Teksten van Tuinwijk De Vrije Woonst

https://id.erfgoed.net/erfgoedobjecten/100344

Tuinwijk De Vrije Woonst ()

Historiek

Tuinwijk in landelijke stijl gelegen aan de westzijde van de Tervuursesteenweg, samengesteld uit de Abeelstraat, Beukstraat, Eenheidstraat, Matigheidstraat, Poedermolenstraat, Reinheidstraat, Voorzorgstraat, Vorsenborgstraat en het Vrijewoonstplein. “De Vrije Woonst” die deze wijk tot stand bracht was een huurderscoöperatie, opgericht op 13 november 1922 op initiatief van het "Nationaal Syndicaat van de Spoorwegmannen", de voorloper van A.C.O.D.-Spoor.
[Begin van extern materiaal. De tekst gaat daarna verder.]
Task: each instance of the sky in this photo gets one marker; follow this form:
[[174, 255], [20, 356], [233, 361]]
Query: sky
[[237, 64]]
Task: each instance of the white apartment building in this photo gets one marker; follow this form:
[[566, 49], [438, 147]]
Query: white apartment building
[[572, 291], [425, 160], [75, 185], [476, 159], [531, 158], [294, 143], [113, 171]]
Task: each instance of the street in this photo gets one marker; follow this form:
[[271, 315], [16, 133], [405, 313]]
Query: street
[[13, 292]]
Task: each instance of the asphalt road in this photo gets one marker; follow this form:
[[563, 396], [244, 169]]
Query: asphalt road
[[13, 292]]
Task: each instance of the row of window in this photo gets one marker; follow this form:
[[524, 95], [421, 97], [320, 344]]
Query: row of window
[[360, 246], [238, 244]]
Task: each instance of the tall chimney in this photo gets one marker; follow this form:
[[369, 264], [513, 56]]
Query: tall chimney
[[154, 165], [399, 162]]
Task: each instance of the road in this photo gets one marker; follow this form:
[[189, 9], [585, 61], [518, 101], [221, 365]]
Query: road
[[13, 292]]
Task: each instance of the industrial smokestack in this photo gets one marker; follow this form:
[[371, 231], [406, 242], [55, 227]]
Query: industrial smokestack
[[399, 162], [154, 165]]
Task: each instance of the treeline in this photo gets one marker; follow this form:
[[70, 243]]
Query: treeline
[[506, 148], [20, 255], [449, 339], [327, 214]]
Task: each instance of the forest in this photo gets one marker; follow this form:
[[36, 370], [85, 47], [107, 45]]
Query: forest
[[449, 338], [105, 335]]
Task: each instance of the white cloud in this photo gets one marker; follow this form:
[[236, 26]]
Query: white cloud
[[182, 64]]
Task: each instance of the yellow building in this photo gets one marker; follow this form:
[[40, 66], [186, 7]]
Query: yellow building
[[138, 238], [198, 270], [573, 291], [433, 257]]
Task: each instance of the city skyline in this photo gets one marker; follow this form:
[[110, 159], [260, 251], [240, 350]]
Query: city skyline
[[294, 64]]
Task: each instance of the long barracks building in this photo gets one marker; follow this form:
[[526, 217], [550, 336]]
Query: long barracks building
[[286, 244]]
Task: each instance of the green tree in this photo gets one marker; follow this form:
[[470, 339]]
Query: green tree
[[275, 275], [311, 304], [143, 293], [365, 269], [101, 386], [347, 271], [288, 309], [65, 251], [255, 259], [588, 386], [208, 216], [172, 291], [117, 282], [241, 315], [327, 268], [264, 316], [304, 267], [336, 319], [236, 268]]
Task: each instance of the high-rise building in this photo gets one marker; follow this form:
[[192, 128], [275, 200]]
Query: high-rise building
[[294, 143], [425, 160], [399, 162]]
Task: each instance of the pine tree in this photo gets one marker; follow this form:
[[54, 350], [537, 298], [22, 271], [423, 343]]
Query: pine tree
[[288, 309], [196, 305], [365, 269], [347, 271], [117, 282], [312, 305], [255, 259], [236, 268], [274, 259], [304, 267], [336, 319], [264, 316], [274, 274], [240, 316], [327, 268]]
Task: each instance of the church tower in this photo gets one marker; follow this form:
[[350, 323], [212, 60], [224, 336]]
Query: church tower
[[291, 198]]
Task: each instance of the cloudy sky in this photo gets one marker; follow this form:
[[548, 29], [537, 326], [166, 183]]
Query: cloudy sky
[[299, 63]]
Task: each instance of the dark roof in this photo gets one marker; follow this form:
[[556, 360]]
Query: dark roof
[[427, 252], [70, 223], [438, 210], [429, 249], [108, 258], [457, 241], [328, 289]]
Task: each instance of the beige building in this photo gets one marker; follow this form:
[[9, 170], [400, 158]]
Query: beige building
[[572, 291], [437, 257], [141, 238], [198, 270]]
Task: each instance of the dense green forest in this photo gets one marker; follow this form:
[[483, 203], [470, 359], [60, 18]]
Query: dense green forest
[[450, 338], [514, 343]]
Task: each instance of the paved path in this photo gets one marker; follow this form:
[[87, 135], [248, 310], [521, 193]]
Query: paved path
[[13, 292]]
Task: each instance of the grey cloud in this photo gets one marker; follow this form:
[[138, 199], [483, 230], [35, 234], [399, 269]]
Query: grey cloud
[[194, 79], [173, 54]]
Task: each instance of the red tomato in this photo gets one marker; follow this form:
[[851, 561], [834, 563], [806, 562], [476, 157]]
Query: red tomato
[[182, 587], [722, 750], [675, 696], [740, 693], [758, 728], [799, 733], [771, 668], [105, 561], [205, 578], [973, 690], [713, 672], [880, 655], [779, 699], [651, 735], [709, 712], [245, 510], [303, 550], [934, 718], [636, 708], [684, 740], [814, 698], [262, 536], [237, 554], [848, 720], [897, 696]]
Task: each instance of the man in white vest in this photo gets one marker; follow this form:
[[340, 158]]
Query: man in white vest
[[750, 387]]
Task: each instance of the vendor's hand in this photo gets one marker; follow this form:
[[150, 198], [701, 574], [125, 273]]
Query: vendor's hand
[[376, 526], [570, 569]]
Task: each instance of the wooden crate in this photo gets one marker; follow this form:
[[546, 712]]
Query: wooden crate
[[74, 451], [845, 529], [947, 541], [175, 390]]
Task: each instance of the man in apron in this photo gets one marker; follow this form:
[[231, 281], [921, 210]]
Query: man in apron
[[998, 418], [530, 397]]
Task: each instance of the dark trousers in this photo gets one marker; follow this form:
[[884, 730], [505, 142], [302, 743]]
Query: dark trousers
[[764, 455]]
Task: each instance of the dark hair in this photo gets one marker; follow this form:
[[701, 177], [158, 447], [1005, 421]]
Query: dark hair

Tot de eerste ledenaandeelhouders behoorden een groot aantal zogenaamde “mannen van het Arsenaal”, de arbeiders van de nabijgelegen Centrale Werkplaats van de NMBS. Kenmerkend voor de gemeenschapszin onder de bewoners waren de voetbalploeg (tot 1940) en de vrijwillige brandweer. De nieuwe straten, circa 1930 door de stad aangelegd, kregen ideologisch geïnspireerde namen als Matigheid-, Reinheid-, Voorzorg- en Eenheidstraat, of verwezen zoals het Vrijewoonstplein naar de huurderscoöperatie. De namen Vorsenborg- en Poedermolenstraat zijn ontleend aan historische toponiemen, respectievelijk een lusthof van Coloma en een vroegere buskruitmolen.
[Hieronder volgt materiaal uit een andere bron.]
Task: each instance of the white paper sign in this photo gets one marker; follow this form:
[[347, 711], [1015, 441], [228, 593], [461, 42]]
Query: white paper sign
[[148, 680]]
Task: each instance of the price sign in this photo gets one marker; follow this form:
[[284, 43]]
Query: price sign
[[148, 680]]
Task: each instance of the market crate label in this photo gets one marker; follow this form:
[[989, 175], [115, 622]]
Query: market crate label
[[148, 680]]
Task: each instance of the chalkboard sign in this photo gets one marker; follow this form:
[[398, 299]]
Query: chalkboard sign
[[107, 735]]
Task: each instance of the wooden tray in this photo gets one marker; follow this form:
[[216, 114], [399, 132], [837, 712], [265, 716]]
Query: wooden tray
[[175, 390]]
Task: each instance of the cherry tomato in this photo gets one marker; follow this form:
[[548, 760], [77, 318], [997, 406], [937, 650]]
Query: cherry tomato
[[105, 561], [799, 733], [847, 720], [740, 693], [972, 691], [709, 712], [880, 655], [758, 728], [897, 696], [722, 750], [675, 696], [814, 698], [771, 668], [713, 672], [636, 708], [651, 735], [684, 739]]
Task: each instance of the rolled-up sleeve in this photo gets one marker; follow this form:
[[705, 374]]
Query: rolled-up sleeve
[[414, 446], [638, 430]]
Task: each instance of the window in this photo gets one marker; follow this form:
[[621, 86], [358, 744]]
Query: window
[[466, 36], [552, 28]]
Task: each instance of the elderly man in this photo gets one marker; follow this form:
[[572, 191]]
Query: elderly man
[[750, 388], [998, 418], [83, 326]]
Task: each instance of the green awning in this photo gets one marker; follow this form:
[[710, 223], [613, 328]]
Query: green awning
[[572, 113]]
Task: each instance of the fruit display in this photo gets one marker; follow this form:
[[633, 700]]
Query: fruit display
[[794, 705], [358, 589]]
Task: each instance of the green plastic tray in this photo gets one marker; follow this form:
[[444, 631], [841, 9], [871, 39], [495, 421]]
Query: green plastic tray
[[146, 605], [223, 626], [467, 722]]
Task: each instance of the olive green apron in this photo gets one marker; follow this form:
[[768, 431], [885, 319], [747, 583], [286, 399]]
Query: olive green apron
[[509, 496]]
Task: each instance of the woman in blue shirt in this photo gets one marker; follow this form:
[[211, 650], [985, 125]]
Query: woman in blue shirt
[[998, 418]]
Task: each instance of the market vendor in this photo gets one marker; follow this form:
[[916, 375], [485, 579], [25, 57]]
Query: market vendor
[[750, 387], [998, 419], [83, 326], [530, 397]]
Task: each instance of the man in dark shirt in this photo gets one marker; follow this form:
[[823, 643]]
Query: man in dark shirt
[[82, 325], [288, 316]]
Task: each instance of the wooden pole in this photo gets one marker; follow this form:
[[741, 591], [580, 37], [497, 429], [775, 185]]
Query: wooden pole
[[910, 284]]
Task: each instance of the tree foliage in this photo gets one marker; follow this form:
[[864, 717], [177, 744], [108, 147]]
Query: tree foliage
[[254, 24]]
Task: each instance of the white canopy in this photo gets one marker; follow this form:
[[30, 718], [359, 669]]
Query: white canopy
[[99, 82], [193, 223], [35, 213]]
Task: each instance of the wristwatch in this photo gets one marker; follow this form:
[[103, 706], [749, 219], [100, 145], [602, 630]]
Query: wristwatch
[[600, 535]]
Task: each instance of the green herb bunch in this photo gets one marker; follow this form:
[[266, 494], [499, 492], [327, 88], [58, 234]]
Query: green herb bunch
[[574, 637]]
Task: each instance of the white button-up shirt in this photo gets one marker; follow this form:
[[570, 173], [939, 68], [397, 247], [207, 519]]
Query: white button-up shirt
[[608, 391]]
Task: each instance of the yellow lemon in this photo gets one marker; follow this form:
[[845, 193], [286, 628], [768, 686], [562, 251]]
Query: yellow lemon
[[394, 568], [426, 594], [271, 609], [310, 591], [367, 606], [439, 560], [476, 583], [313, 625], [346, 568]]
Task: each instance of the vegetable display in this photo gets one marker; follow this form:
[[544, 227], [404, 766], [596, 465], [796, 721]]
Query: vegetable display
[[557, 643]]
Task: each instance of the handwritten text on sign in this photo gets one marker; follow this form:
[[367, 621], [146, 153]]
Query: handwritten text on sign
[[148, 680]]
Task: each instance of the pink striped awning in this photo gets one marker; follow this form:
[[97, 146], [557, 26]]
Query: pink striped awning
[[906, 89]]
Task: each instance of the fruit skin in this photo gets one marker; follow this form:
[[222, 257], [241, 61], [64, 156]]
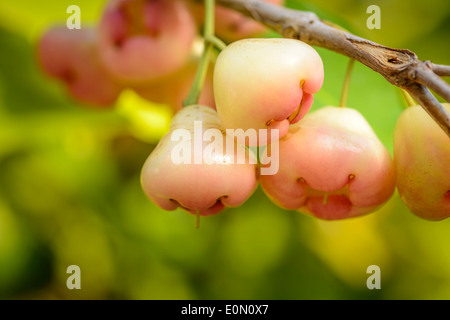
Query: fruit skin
[[422, 164], [206, 188], [143, 40], [266, 83], [71, 56], [332, 151]]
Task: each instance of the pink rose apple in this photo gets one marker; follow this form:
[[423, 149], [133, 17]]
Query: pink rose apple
[[266, 83], [71, 56], [143, 40], [185, 171]]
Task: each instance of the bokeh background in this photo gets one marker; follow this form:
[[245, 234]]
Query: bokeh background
[[70, 190]]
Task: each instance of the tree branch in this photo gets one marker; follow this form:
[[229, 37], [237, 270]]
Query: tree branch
[[399, 67]]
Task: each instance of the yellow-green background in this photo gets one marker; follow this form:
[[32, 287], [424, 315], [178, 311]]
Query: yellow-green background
[[70, 192]]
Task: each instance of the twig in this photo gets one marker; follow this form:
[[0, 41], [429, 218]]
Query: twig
[[399, 67]]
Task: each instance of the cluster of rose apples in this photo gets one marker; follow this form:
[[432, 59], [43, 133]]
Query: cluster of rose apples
[[330, 162]]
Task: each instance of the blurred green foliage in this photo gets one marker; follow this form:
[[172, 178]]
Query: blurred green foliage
[[70, 190]]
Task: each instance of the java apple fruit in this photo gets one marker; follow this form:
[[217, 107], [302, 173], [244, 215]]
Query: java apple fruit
[[266, 83], [231, 25], [71, 56], [332, 166], [224, 177], [173, 89], [142, 40], [422, 164]]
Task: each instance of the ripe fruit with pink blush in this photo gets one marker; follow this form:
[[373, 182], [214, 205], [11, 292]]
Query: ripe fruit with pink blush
[[422, 164], [266, 83], [71, 56], [332, 166], [223, 178], [143, 40]]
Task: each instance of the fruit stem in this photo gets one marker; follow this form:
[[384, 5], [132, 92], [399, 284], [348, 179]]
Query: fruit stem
[[343, 102], [197, 219], [325, 199], [409, 100], [207, 55]]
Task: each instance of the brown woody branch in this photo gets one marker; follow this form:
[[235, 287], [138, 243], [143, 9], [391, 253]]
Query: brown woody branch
[[399, 67]]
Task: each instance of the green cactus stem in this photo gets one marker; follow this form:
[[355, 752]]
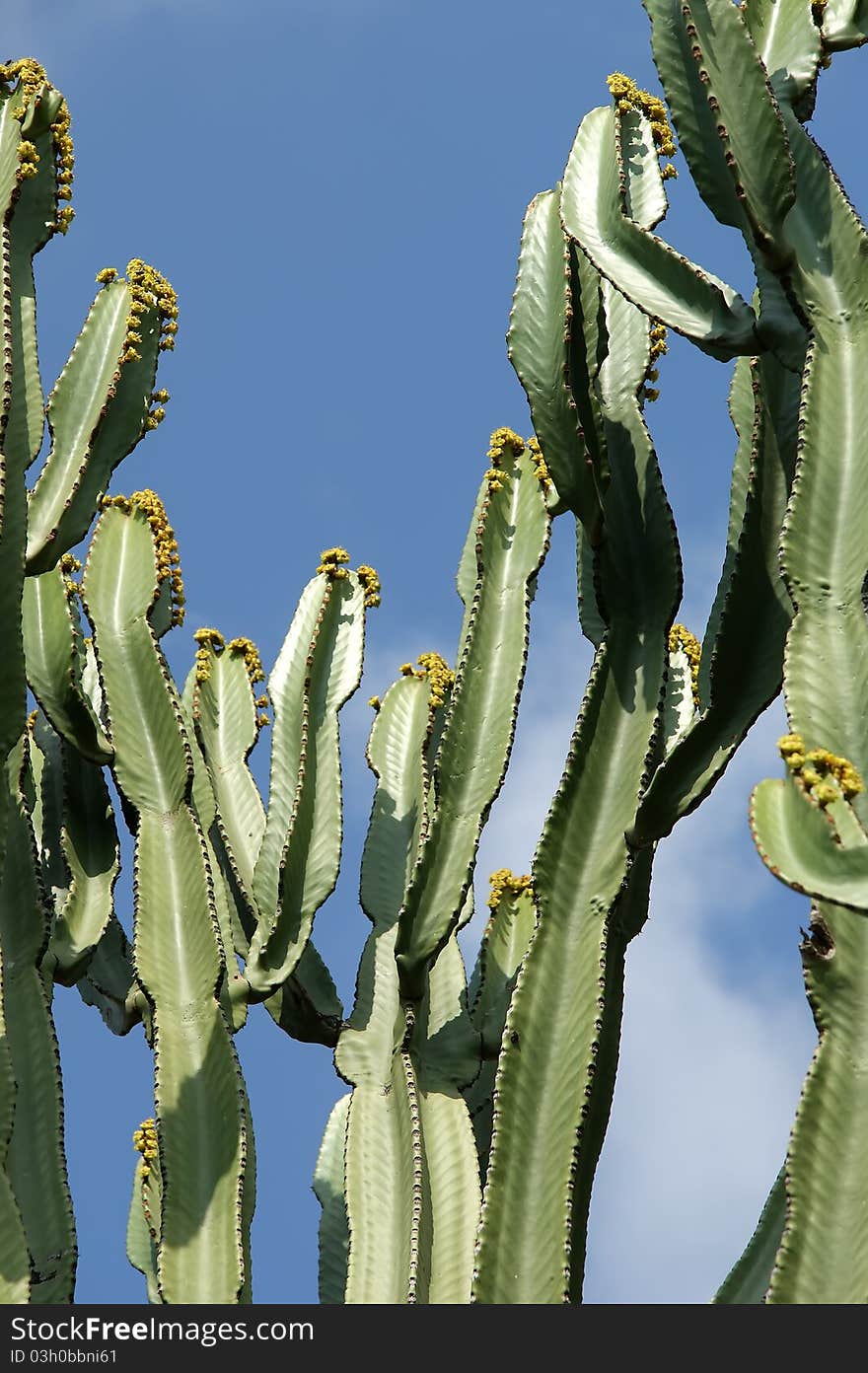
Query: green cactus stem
[[178, 950]]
De tuinwijk “De Vrije Woonst” die oorspronkelijk 252 eengezinswoningen telde, werd in 1922 ontworpen door de Brusselse architect Alfred Minner. Het project in sobere regionalistische stijl, behoort tot de belangrijkste realisaties uit zijn vroege oeuvre. Aan het einde van de Eerste Wereldoorlog was hij betrokken bij het wederopbouwproject van het Oeuvre Suisse Belge in deze streek. Later in de jaren 1920 maakte de architect naam met grootschalige gebouwencomplexen voor onderwijs en gezondheidszorg in een gematigde art-decostijl, zoals de Rijksnormaalschool (huidig Lyceum Martha Somers) in de Chrysantenstraat te Laken en het sanatorium “Imelda” van de Duffelse norbertinessen in Bonheiden. Vanaf de jaren 1930 tot op hoge leeftijd was Minner actief als restauratie-architect in het Mechelse. Gelijktijdig ontstaan met de “Le Logis-Floréal” in Watermaal-Bosvoorde en “Kapelleveld” in Sint-Lambrechts-Woluwe, behoort “De Vrije Woonst” tot de vroege toepassingen van het tuinwijkprincipe in België.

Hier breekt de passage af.